Ponting has been working overtime on this tour. He was at the nets nearly every morning of the tour game, working either alone or with Matthew Hayden. There were some clues to his possible plans in the Tests. Against the offspinners, he was taking an off-stump guard with his back leg placed on the middle-stump line. Ponting achieved success against Muttiah Muralitharan in 2004 by getting outside the line and playing with the turn. His battle with Harbhajan Singh will be prime-time action during the next month.
Fast bowling
Fast bowling and patience are two factors the Australians have identified as critical to succeed in India. Brett Lee, a "touch underdone" according to Ponting, and Stuart Clark are reliable commodities and can be expected to deliver. Mitchell Johnson is the man under pressure. Australia hustle the opposition in the field but they need Johnson to fire to be able to apply that sort of pressure in this series, much like Michael Kasprowicz did for Jason Gillespie and Glenn McGrath in 2004-05. Johnson has 34 wickets from nine Tests - he took ten wickets in three Tests in the West Indies - and has been struggling to swing the ball back into the right-handers.

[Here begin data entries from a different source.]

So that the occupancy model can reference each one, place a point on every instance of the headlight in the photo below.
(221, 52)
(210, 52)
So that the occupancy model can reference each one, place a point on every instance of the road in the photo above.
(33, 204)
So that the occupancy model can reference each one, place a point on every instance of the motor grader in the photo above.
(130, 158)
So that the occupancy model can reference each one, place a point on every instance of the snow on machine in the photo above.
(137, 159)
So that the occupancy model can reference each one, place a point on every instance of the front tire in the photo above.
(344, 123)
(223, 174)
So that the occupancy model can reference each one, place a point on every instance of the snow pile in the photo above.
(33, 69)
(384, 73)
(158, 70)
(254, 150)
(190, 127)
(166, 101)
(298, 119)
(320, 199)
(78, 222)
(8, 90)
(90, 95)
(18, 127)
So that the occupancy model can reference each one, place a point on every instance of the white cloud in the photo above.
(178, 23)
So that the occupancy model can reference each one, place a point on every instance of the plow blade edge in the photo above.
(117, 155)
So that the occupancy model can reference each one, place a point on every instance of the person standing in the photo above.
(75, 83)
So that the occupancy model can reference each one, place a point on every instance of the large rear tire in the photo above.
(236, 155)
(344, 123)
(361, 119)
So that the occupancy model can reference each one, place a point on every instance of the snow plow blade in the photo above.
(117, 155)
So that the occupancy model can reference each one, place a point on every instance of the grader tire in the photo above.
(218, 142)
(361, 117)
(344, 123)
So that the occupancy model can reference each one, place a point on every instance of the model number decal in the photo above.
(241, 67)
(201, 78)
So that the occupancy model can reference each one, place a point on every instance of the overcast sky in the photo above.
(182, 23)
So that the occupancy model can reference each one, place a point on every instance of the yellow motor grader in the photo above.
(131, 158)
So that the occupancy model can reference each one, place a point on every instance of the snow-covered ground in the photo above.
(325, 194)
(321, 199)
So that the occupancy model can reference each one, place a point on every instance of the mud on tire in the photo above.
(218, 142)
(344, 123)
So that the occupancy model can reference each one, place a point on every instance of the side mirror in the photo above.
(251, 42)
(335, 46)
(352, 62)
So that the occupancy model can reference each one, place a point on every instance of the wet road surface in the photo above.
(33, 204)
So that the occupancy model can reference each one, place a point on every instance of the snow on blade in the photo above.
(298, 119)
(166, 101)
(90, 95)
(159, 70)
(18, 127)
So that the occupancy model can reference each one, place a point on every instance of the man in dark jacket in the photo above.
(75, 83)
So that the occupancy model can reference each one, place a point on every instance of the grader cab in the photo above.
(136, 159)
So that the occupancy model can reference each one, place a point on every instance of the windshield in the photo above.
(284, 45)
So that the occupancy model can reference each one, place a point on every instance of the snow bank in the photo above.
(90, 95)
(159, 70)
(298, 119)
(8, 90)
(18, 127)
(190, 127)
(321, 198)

It's a far cry from the image of the man who harassed the Indians in the DLF Cup in Malaysia two years ago.
On the positive side, though, he seems now to have learnt his limitations. "I am just trying to get the ball through at pace to the 'keeper," he said on arriving here, and that's precisely what he did in the tour game. Ponting gave him lengthy spells and he improved as the game went on. Johnson was pretty economical in the second innings and Ponting would hope that even if he doesn't get a clutch of wickets, he could put pressure on the batsmen by being frugal.
Openers?
Hayden has a great record in India and only a fool will bet against him. But he's coming back from an injury layoff and played two scratchy innings in the tour game. Hayden isn't someone you would term as being vulnerable, and he can be trusted to up his ante once the real action starts. What about Simon Katich, his likely opening partner? Like Hayden, he too flopped in the tour game, with scores of 15 and 5. But Katich averaged 63.80 in the West Indies, including two centuries, as replacement for an injured Hayden, and his experience of playing in India should work in his favour. His left-arm wrist-spin could be particularly useful as Australia field an attack lacking spin experience.